Ennesimo condono previdenziale alle imprese.

Già con l'articolo 178 della finanziaria è stato emanato a favore dei padroni (anche a chi già destinatario di provvedimenti amministrativi o giurisdizionali non definitivi concernenti l'uso illegale dei contratti a progetto) un condono tombale con tanto di amnistia sui reati penali, finanziari, del lavoro e amministrativi commessi in questi anni.

Un condono che si trasforma in beffa per i lavoratori poichè di fatto obbligati  a rinunciare ai diritti acquisiti ed al salario pregresso, il tutto in cambio di contratti subordinati ma non a tempo indeterminato.
 

Ora arriva anche il condono per quei padroni agricoli che per anni non hanno versato i contributi. Per mettersi in regola questi potranno versare solo il 25% del dovuto e per di più spalmandolo in comode rate ventennali.

Intanto però ai lavoratori è stato trattenuto dalla loro busta paga, e per intero, quel versamento contributivo che le aziende, per tutti questi anni, non hanno mai portato alla cassa previdenza.

Così è che anche il reato di "appropriazione indebita" in cui sono incorse queste aziende, finisce nel calderone del condono.

La denuncia della FLAI Cgil di Foggia ......... (dal sito di Rassegna Sindacale)
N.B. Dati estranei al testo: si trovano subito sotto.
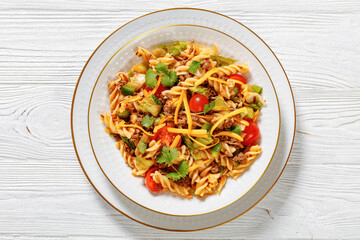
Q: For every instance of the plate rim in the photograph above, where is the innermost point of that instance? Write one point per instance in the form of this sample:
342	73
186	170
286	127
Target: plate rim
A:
186	25
213	12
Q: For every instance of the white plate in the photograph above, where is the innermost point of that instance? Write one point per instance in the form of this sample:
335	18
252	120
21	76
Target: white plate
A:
133	29
110	158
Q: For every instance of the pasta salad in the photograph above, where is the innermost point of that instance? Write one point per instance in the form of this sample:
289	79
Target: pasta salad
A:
185	118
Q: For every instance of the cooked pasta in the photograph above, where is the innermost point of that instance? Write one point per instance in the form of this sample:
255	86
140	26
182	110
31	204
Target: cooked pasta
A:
185	118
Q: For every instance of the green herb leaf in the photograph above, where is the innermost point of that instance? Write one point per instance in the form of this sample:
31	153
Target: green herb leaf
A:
174	51
169	80
181	172
222	61
142	146
161	69
194	66
156	100
257	89
183	45
201	90
147	121
128	142
167	155
150	78
208	107
236	129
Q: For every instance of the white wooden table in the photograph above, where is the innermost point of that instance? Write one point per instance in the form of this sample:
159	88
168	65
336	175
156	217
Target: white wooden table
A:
43	191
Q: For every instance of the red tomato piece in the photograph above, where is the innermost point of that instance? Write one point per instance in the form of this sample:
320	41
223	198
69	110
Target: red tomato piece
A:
198	102
148	89
239	78
158	92
252	134
166	138
149	181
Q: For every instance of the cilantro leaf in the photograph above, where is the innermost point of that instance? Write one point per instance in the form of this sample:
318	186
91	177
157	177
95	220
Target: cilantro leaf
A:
147	121
150	78
167	155
201	90
181	172
208	107
128	142
161	69
183	168
174	51
194	66
222	61
156	100
169	80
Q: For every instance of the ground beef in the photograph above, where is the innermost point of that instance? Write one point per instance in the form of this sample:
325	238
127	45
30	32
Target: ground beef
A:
127	149
121	82
182	119
163	98
227	153
213	93
206	64
224	78
184	77
130	107
231	141
138	120
169	109
241	158
135	138
215	168
185	182
228	122
163	168
196	119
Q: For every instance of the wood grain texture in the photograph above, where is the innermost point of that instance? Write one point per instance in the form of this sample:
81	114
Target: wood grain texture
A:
43	191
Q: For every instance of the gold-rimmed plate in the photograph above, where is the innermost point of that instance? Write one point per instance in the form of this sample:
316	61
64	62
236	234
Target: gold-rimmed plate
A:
110	159
181	17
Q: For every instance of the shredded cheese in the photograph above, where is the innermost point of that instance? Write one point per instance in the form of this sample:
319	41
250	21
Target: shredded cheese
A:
158	127
131	99
205	76
242	121
135	126
195	141
230	134
193	167
255	115
175	142
210	146
188	113
156	87
179	106
137	69
162	120
194	132
146	93
219	80
237	81
243	109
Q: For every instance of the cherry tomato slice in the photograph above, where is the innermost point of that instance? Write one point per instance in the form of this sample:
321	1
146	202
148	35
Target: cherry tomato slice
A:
197	102
166	138
239	78
252	134
158	91
149	181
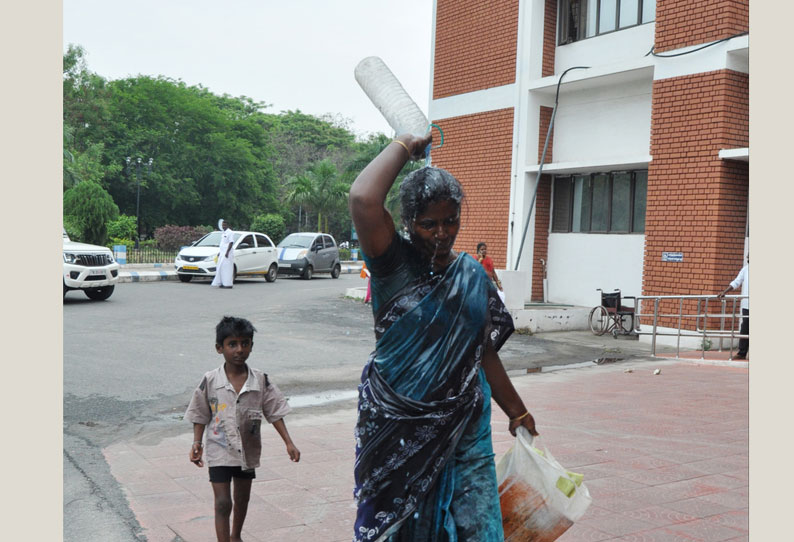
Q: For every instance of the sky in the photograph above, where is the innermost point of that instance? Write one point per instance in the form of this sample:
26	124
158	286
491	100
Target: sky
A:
295	54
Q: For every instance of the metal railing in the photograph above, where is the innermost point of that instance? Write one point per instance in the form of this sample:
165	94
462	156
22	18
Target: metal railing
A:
150	255
727	312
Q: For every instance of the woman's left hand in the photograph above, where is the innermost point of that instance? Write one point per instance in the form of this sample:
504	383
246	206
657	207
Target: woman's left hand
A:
527	421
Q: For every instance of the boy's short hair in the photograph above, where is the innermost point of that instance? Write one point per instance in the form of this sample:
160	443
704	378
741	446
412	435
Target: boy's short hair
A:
231	326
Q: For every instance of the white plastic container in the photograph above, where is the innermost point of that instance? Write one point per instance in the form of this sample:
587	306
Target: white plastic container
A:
389	96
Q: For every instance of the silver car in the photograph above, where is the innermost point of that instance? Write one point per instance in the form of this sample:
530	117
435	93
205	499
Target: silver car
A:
254	256
306	253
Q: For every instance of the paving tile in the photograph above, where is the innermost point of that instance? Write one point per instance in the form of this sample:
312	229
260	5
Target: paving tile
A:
706	530
201	530
154	486
738	519
289	501
162	533
659	516
658	535
175	466
613	485
664	475
274	487
199	485
733	499
583	533
697	507
617	524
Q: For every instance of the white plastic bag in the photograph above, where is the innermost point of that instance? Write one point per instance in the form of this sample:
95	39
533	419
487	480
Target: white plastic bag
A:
540	500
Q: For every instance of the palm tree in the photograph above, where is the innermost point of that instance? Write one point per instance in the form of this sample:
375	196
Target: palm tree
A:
319	189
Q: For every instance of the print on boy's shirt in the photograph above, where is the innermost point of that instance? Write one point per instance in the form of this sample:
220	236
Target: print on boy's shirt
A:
218	434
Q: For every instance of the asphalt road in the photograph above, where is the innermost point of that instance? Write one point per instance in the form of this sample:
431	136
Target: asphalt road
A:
131	362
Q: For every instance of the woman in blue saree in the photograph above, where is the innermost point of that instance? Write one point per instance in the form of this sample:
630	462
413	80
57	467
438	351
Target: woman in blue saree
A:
424	467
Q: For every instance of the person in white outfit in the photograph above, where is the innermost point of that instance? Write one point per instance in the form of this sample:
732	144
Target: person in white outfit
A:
224	272
743	280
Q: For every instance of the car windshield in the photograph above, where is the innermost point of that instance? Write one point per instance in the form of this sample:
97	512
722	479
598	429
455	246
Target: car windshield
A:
213	239
297	240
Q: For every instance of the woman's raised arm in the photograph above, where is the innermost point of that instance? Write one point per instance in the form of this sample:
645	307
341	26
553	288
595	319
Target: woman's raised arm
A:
374	224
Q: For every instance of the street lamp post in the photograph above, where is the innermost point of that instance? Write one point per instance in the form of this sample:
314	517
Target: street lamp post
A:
138	163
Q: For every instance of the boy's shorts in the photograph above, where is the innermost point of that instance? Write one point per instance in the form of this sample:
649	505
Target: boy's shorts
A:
225	474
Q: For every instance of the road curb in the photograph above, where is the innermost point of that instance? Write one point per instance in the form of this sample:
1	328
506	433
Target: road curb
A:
146	276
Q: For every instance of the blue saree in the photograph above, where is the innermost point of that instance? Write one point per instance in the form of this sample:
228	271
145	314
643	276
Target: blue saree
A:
424	467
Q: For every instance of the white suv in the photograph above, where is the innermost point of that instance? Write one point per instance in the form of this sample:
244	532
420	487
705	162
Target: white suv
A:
89	268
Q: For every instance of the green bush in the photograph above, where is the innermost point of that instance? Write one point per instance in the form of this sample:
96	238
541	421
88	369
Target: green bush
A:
129	243
271	225
173	237
72	227
124	227
90	207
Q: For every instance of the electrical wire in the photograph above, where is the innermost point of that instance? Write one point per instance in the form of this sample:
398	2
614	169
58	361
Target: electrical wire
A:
694	50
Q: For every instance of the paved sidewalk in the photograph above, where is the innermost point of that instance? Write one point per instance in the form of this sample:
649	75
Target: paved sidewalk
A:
665	458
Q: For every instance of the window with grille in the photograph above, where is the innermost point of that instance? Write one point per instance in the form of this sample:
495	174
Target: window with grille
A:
580	19
600	202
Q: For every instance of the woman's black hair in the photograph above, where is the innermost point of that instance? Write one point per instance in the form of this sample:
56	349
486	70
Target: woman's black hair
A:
424	186
231	326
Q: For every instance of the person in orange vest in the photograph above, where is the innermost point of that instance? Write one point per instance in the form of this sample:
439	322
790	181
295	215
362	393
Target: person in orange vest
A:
365	275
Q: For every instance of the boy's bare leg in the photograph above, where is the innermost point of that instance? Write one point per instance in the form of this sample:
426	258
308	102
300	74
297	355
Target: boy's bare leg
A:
242	494
223	509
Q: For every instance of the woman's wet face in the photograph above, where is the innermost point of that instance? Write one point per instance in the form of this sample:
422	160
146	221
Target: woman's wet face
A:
435	230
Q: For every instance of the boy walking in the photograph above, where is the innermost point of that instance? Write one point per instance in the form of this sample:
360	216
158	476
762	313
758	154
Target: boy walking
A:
232	400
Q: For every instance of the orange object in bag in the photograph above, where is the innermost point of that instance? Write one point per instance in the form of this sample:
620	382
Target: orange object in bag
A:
540	500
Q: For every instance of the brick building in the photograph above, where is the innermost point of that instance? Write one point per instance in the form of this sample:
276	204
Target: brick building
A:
649	148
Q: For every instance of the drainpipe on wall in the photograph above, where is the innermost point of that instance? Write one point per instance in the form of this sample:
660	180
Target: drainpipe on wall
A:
543	159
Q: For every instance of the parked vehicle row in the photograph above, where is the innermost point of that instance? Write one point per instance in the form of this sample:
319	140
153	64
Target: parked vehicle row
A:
89	268
93	269
301	254
254	255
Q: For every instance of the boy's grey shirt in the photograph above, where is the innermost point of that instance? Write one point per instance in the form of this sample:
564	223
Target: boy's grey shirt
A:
232	433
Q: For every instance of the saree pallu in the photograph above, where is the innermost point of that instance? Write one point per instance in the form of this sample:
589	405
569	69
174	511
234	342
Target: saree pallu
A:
424	467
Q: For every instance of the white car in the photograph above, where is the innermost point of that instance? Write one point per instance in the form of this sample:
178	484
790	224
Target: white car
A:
89	268
254	255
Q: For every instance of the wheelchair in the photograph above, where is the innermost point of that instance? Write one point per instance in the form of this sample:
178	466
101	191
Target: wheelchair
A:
611	316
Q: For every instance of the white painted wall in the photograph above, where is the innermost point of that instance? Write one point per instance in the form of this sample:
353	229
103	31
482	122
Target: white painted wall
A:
580	262
603	122
627	44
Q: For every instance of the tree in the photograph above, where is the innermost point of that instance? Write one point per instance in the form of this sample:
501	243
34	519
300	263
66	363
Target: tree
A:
321	190
90	208
124	227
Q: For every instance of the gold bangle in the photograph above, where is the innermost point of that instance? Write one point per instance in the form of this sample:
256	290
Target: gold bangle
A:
404	147
524	415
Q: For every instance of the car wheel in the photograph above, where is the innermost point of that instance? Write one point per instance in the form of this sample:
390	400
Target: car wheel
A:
272	273
100	294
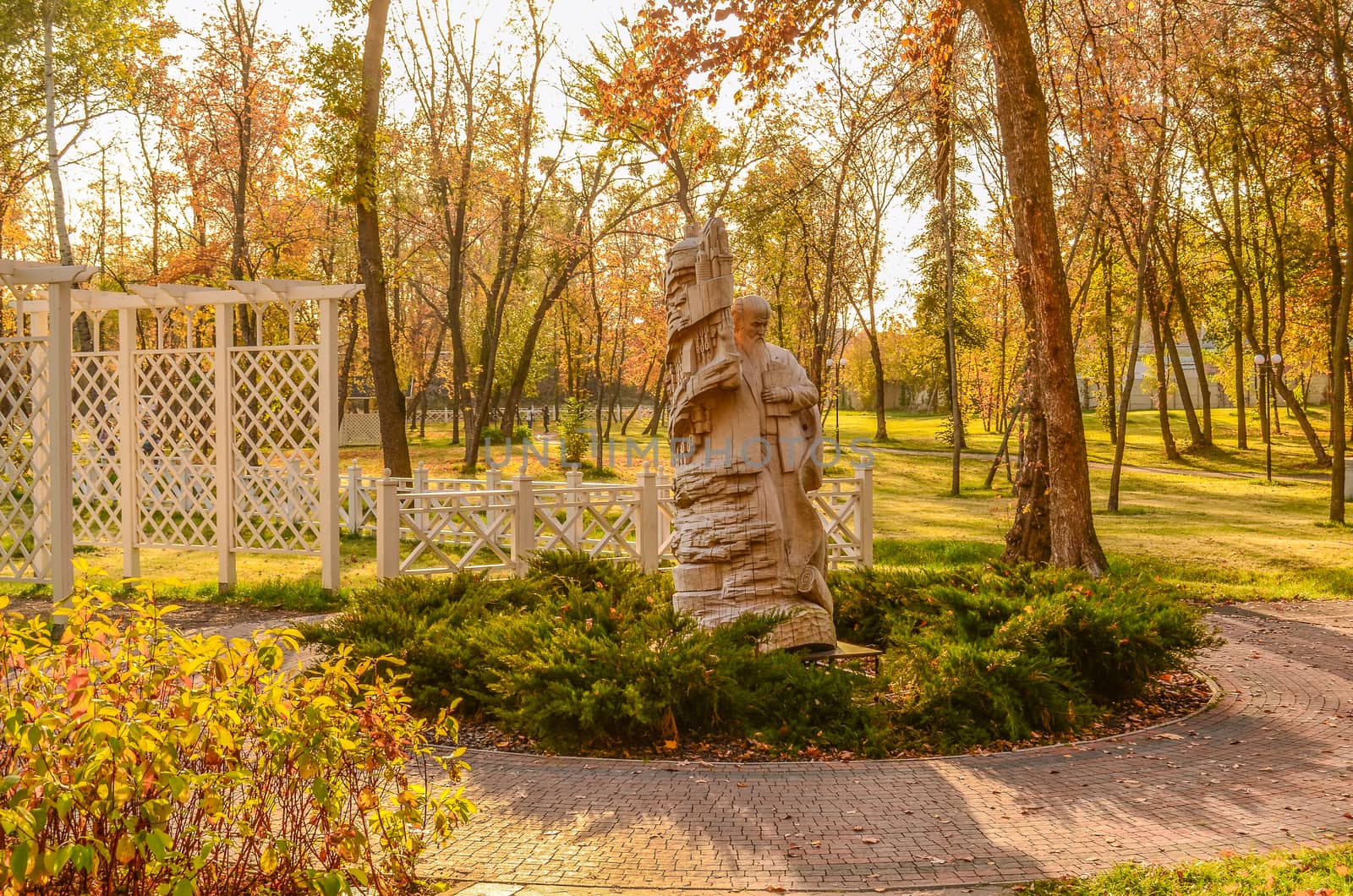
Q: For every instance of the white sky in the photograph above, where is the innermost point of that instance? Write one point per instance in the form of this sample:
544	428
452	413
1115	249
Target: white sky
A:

FLAI FOGGIA, ENNESIMO REGALO AD AZIENDE NON IN REGOLA

“Mentre l’attenzione dell’opinione pubblica di mezzo mondo è incentrata sull’agricoltura di Capitanata per le note vicende relative allo sfruttamento del lavoro e la riduzione in schiavitù di braccianti immigrati, le aziende possono beneficiare dell’ennesimo regalo e di una patente di impunità”. E’ quanto afferma il segretario provinciale della FLAI CGIL di Foggia, Giovanni Daniele, in merito all’accordo con le banche annunciato dal ministro delle Politiche Agricole, Paolo De Castro, per cancellare 6 milioni di contributi non pagati dalle stesse aziende. Negli anni scorsi le aziende agricole che hanno assunto manodopera non hanno pagato i relativi contributi per un ammontare di 1 milioni di euro di evasione nella sola Puglia, sui 6 complessivi. Si tratta di contributi dovuti a fronte di giornate lavorative dichiarate dalla stessa azienda, quindi senza contare le giornate non dichiarate che da prassi sono di molto superiori alle prime. Il ministro ha comunicato che si andrà a recuperare il 25 per cento dell’ammontare, e sarà possibile per le imprese rateizzarlo in 20 anni. “A fronte di questi contributi non versati dalle aziende –spiega il segretario della FLAI CGIL di Foggia- ai lavoratori è stato regolarmente trattenuto in busta paga l’8,54%, oltre ai contributi per la cassa integrazione e per la malattia. Forse insieme al condono –afferma sarcastico Daniele- andava fatta anche un’amnistia per cancellare il reato di appropriazione indebita”. Come se non bastasse, “la maggior parte di queste aziende oltre a non pagare i contributi commette altre irregolarità, come la compravendita di giornate e dichiarazioni in esubero. In conseguenza di ciò ai lavoratori che hanno prestato la propria attività presso queste aziende, l’Inps nega il trattamento di disoccupazione. I lavoratori sono così beffati due volte. Una vera ingiustizia”. Per il segretario della FLAI CGIL di Capitanata, “nei prossimi giorni bisognerà mobilitare tutti i lavoratori affinché vengano rapidamente rimossa questo stato di vera e propria vessazione nei confronti dei braccianti in modo da far ritornare l’Inps sui suoi passi, affinché anche ai lavoratori di aziende inquisiste venga riconosciuto il giusto e sacrosanto diritto all’indennità di disoccupazione”.